The client/server configuration ran with 200 concurrent users running Empower emulation software on the 8400 computer with two gigabytes of memory. When testing was complete, the average query time to find records was 1.8 seconds. Three of five queries came back in 0.1 second, the lowest time that could be measured. The Defense Investigative Service estimates the investment in the new technologies should save them $900 million over a five-year period when modernization is completed later in the decade.

Joint Chiefs of Staff

While the Defense Investigative Service is finishing installation of the cutting-edge, client/server system, another military organization, the Joint Chiefs of Staff, has some impressive client/server plans, as well.

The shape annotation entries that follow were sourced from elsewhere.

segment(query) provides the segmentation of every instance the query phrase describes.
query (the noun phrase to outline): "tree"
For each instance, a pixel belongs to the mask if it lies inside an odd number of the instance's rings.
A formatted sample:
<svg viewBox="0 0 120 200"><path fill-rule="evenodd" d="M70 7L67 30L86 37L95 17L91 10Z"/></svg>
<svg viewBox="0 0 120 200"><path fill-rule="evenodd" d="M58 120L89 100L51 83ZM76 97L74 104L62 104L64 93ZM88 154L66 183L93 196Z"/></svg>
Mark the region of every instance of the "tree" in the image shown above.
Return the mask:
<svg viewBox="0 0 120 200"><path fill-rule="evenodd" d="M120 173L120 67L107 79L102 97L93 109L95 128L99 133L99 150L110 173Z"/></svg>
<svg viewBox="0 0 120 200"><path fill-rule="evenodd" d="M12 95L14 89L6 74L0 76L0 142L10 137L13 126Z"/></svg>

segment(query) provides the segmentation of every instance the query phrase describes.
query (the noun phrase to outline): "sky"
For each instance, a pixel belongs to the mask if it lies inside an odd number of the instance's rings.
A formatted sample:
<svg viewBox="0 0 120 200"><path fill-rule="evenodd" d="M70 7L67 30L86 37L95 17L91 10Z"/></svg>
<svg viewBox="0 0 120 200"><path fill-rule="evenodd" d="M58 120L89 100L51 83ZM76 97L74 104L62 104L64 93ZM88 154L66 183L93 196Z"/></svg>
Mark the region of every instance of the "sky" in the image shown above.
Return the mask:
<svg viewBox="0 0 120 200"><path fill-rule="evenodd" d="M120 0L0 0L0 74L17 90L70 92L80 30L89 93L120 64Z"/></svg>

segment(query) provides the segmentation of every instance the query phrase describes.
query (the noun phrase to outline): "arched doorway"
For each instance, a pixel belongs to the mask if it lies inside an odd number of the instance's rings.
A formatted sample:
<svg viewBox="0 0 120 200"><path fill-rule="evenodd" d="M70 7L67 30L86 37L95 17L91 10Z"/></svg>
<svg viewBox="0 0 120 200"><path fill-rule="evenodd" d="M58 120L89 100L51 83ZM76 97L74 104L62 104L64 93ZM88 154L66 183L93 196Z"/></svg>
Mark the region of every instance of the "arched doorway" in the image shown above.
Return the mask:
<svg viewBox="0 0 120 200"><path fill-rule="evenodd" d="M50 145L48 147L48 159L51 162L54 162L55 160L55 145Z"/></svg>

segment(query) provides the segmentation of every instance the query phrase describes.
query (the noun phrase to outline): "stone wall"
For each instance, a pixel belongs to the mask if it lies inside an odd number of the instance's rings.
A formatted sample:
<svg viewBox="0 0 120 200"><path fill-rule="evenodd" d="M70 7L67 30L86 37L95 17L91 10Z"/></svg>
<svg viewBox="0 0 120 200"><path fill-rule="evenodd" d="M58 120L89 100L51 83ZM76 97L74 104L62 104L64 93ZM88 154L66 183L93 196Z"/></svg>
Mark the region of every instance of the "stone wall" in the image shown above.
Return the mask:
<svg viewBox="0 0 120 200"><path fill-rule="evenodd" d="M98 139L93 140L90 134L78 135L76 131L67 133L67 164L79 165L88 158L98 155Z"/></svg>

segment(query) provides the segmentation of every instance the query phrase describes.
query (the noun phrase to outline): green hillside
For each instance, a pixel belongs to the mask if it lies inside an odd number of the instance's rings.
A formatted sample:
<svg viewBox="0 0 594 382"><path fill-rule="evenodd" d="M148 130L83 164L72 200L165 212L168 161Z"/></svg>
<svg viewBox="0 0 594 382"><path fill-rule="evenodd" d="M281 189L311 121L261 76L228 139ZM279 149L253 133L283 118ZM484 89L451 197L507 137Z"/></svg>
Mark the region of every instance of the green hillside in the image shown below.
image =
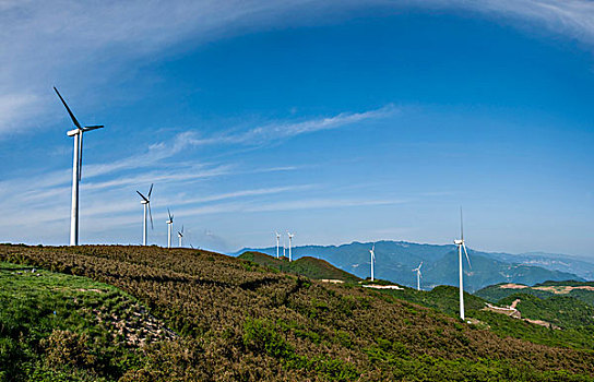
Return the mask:
<svg viewBox="0 0 594 382"><path fill-rule="evenodd" d="M498 336L384 291L347 283L329 285L216 253L156 247L0 246L0 260L109 284L123 291L115 291L119 296L131 296L131 303L138 299L177 333L139 344L140 350L130 347L130 361L121 360L128 350L106 351L100 362L92 362L96 368L88 368L86 361L69 363L66 357L48 362L43 356L31 356L31 365L71 368L69 375L74 377L69 380L90 381L97 375L110 381L120 374L122 381L594 380L592 351ZM17 293L26 287L21 285ZM37 290L35 285L32 288ZM450 298L451 291L441 293ZM98 298L104 295L108 294ZM98 301L95 309L106 303ZM85 309L68 308L72 314ZM93 318L66 330L98 331L99 320ZM7 337L28 335L27 327L13 326L11 332L2 329L2 344ZM35 327L32 324L28 331ZM51 331L35 335L41 342L47 333ZM62 343L62 353L81 354L80 342ZM93 347L83 348L94 354ZM2 357L5 349L2 345ZM100 370L104 365L119 369L108 373ZM19 368L0 363L9 367Z"/></svg>
<svg viewBox="0 0 594 382"><path fill-rule="evenodd" d="M509 306L519 300L516 309L522 317L544 320L561 329L579 329L592 333L594 330L594 307L569 296L538 298L527 294L513 294L499 301Z"/></svg>
<svg viewBox="0 0 594 382"><path fill-rule="evenodd" d="M553 296L573 297L585 303L594 306L594 282L549 280L540 284L535 284L532 287L523 284L501 283L477 290L475 295L486 300L497 302L516 293L533 295L539 298L549 298Z"/></svg>
<svg viewBox="0 0 594 382"><path fill-rule="evenodd" d="M243 252L239 255L239 259L313 279L340 279L347 283L357 283L360 280L359 277L335 267L328 261L310 256L299 258L296 261L289 262L287 258L276 259L261 252Z"/></svg>
<svg viewBox="0 0 594 382"><path fill-rule="evenodd" d="M416 286L412 272L423 261L423 285L432 288L438 285L458 285L458 250L454 244L419 244L405 241L382 240L372 242L352 242L342 246L302 246L293 248L293 258L313 256L324 259L341 270L366 278L370 274L369 250L376 248L376 277L389 279L409 287ZM245 249L273 255L275 247ZM465 265L464 285L466 290L475 291L497 283L522 283L533 285L547 279L582 279L573 271L584 270L590 274L594 264L575 262L562 258L565 264L559 267L554 260L535 261L530 255L513 256L504 253L487 253L468 249L472 268ZM539 260L543 260L538 258ZM525 261L525 263L522 263ZM536 265L533 265L536 264ZM580 274L582 274L580 272Z"/></svg>
<svg viewBox="0 0 594 382"><path fill-rule="evenodd" d="M88 278L0 263L0 381L109 381L175 337L135 299Z"/></svg>

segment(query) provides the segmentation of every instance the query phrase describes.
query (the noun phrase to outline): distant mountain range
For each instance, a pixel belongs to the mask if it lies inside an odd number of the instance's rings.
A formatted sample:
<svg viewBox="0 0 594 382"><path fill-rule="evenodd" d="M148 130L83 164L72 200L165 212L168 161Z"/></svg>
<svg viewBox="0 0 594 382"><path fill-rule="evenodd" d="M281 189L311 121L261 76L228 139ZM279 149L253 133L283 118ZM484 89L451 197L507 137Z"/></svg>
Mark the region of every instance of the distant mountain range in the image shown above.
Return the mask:
<svg viewBox="0 0 594 382"><path fill-rule="evenodd" d="M358 277L369 276L371 242L352 242L343 246L304 246L293 249L294 259L319 258ZM276 254L276 247L243 249ZM472 267L464 264L464 288L475 291L499 283L533 285L546 280L594 279L594 264L582 259L549 253L488 253L468 249ZM376 277L414 287L412 270L423 264L421 287L458 285L458 252L453 244L419 244L406 241L376 242Z"/></svg>

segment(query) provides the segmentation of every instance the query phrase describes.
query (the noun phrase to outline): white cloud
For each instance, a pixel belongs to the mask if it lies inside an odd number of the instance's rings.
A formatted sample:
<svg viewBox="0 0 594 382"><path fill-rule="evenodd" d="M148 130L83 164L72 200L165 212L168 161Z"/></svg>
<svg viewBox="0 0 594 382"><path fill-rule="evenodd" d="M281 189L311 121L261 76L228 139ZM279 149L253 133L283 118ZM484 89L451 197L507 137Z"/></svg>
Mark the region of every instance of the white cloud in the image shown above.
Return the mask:
<svg viewBox="0 0 594 382"><path fill-rule="evenodd" d="M193 138L191 133L185 133L185 139L188 144L195 146L214 144L262 145L272 141L288 139L300 134L338 129L357 122L385 118L395 112L397 112L395 106L387 105L376 110L342 112L332 117L314 118L305 121L275 121L245 132L222 133L216 136L204 139Z"/></svg>
<svg viewBox="0 0 594 382"><path fill-rule="evenodd" d="M64 84L69 95L84 93L84 98L93 99L98 95L90 88L129 72L139 59L155 52L159 57L174 53L181 43L191 49L250 31L356 16L361 8L399 11L411 7L471 10L594 45L594 2L590 0L3 0L0 136L22 123L46 126L50 117L62 112L56 107L51 85ZM309 129L306 124L294 128ZM261 133L252 134L257 138Z"/></svg>

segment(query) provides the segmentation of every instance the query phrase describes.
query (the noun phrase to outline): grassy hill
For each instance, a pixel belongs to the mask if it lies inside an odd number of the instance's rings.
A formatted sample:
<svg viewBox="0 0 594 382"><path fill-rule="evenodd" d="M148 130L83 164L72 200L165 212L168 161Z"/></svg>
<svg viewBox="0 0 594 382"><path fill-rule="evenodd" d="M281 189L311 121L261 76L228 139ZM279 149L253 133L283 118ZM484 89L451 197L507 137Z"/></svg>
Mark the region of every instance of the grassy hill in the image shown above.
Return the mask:
<svg viewBox="0 0 594 382"><path fill-rule="evenodd" d="M289 262L287 258L276 259L261 252L243 252L239 255L239 259L313 279L340 279L347 283L357 283L360 280L359 277L335 267L328 261L310 256L304 256Z"/></svg>
<svg viewBox="0 0 594 382"><path fill-rule="evenodd" d="M130 362L106 353L93 365L120 369L111 374L90 369L104 380L120 374L123 381L594 380L592 351L498 336L390 293L328 285L216 253L0 246L0 260L117 287L177 333L132 348L140 358L132 355ZM442 293L450 298L447 289ZM84 307L69 309L74 314ZM93 332L98 319L93 320L91 314L88 321L68 326ZM4 337L21 338L25 332L20 326L10 335L1 332L2 344ZM39 338L46 338L48 331L44 333ZM64 342L62 348L78 354L80 346ZM5 347L0 354L7 354ZM47 365L62 368L64 362ZM83 374L84 363L71 368L70 375L76 377L71 380L93 380Z"/></svg>
<svg viewBox="0 0 594 382"><path fill-rule="evenodd" d="M108 381L175 333L128 294L85 277L0 263L0 381Z"/></svg>

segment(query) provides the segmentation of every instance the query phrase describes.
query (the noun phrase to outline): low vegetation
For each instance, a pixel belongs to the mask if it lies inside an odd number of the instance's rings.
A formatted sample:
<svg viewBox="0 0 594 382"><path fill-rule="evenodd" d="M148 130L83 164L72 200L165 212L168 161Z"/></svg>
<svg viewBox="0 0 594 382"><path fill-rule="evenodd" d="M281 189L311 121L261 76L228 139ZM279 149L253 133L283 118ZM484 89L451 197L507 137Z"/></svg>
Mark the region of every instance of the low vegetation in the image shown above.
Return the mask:
<svg viewBox="0 0 594 382"><path fill-rule="evenodd" d="M87 367L85 357L72 366L66 359L47 363L51 358L44 350L36 353L41 355L38 358L32 356L31 365L73 368L70 380L594 380L592 351L498 336L396 298L392 294L397 290L384 293L349 283L329 285L212 252L0 246L0 260L109 284L177 333L144 345L117 347L114 351L123 354L105 353L99 363L91 360L91 365L120 366L111 373L98 366ZM449 296L445 289L442 293ZM107 301L99 306L104 303ZM97 322L90 318L69 325L69 330L91 333ZM35 326L3 331L2 338L20 338ZM39 343L51 332L39 334ZM108 334L102 336L109 338ZM68 336L56 341L64 354L93 349ZM118 341L126 344L123 338ZM1 357L14 356L4 347L1 351ZM118 361L126 357L130 361ZM12 377L7 371L4 378Z"/></svg>
<svg viewBox="0 0 594 382"><path fill-rule="evenodd" d="M289 262L287 258L273 258L261 252L243 252L239 259L251 261L260 265L265 265L272 270L293 273L313 279L338 279L346 283L357 283L359 277L348 272L340 270L325 260L304 256Z"/></svg>

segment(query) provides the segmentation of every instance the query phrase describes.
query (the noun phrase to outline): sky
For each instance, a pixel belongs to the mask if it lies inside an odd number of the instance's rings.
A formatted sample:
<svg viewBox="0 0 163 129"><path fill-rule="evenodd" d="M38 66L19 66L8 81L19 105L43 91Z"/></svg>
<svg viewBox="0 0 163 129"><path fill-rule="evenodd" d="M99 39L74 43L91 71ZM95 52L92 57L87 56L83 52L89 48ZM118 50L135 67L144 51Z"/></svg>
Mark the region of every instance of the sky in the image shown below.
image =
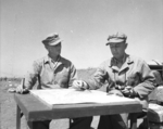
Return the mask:
<svg viewBox="0 0 163 129"><path fill-rule="evenodd" d="M127 35L126 52L163 61L162 0L0 0L0 77L22 77L47 55L41 41L63 39L61 55L77 69L112 56L109 35Z"/></svg>

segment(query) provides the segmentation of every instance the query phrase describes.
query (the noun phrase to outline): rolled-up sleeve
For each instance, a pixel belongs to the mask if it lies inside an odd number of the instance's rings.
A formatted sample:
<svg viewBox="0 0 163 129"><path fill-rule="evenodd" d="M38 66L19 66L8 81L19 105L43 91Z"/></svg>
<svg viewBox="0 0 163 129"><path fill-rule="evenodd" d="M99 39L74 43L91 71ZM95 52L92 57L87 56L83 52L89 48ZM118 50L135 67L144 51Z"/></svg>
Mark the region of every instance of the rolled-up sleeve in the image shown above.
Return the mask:
<svg viewBox="0 0 163 129"><path fill-rule="evenodd" d="M35 86L36 81L37 81L37 77L39 75L40 72L40 66L38 62L34 62L29 68L29 70L27 72L27 74L25 75L25 88L26 89L33 89L33 87Z"/></svg>
<svg viewBox="0 0 163 129"><path fill-rule="evenodd" d="M147 98L156 87L155 77L146 62L141 63L140 68L141 82L134 88L140 99Z"/></svg>

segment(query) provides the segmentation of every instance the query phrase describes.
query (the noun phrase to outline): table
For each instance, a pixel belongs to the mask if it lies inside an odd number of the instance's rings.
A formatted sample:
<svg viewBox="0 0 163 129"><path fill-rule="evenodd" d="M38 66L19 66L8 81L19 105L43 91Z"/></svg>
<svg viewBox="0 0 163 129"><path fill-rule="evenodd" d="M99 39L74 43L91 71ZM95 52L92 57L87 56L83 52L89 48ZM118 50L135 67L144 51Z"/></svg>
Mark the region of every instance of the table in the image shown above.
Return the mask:
<svg viewBox="0 0 163 129"><path fill-rule="evenodd" d="M84 116L96 115L113 115L122 113L139 113L142 111L142 105L138 101L117 103L90 103L90 104L67 104L55 105L49 107L43 102L39 101L33 94L14 94L14 100L17 104L16 109L16 129L21 129L21 111L27 121L76 118ZM130 129L136 129L137 118L131 115Z"/></svg>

According to Mike Miller, senior vice president of federal sales at Computer Associates International Inc., the Joint Chiefs is employing technology Com-puter Associates developed for object-oriented searches in databases via client/server computing. The technology is called Jasmine and was developed with Japan's Fujitsu. Jasmine features a small footprint multimedia execution system, which operates alone or as an add-in. Going beyond conventional add-ins, the applications execute in a distributed architecture.

"It is being used at the Joint Chiefs and at the Unified, Specified Commands. One of the things that the Defense Modeling and Simulation Organization has done is to look at the stovepipe systems and new technologies being developed and find how to integrate the new technologies into the system," Miller said.

Another Computer Associates technology, the Open Object Rapid Application Development tool, allows the Joint Chiefs to incorporate object-oriented views into the database. "If you have a tank and you have all the attributes that describe the tank in a relational database, you can present that tank as an object to the end user on the screen," Miller said. "It provides a much better understanding of the object and its attributes. This is very powerful in the modeling and simulation community. The Central Command has done a lot of development in this arena. And they have been able to pass that on to the European Command and the Pacific Command."

These tools allow for simultaneous access to many databases, such as Ingres, Oracle, Informix and others, and proprietary, custom-made mainframe databases.

"Government has been reluctant to use object-oriented technologies because they are too bleeding edge," said Miller. "But now, with these developments you have a common look and feel across the environment."

With these tools, the military can use animation, graphics, audio and video, and organizations can construct a new breed of applications that mirror their business environment. These applications define a new level of intuitiveness and ease of use that let the Defense Department data reach a new community of users, according to a spokesman for the Defense Modeling and Simulation Organization. "The application can be deployed over common client/server environments and over intranets and the Internet, using Web browser add-ins," said the spokesman.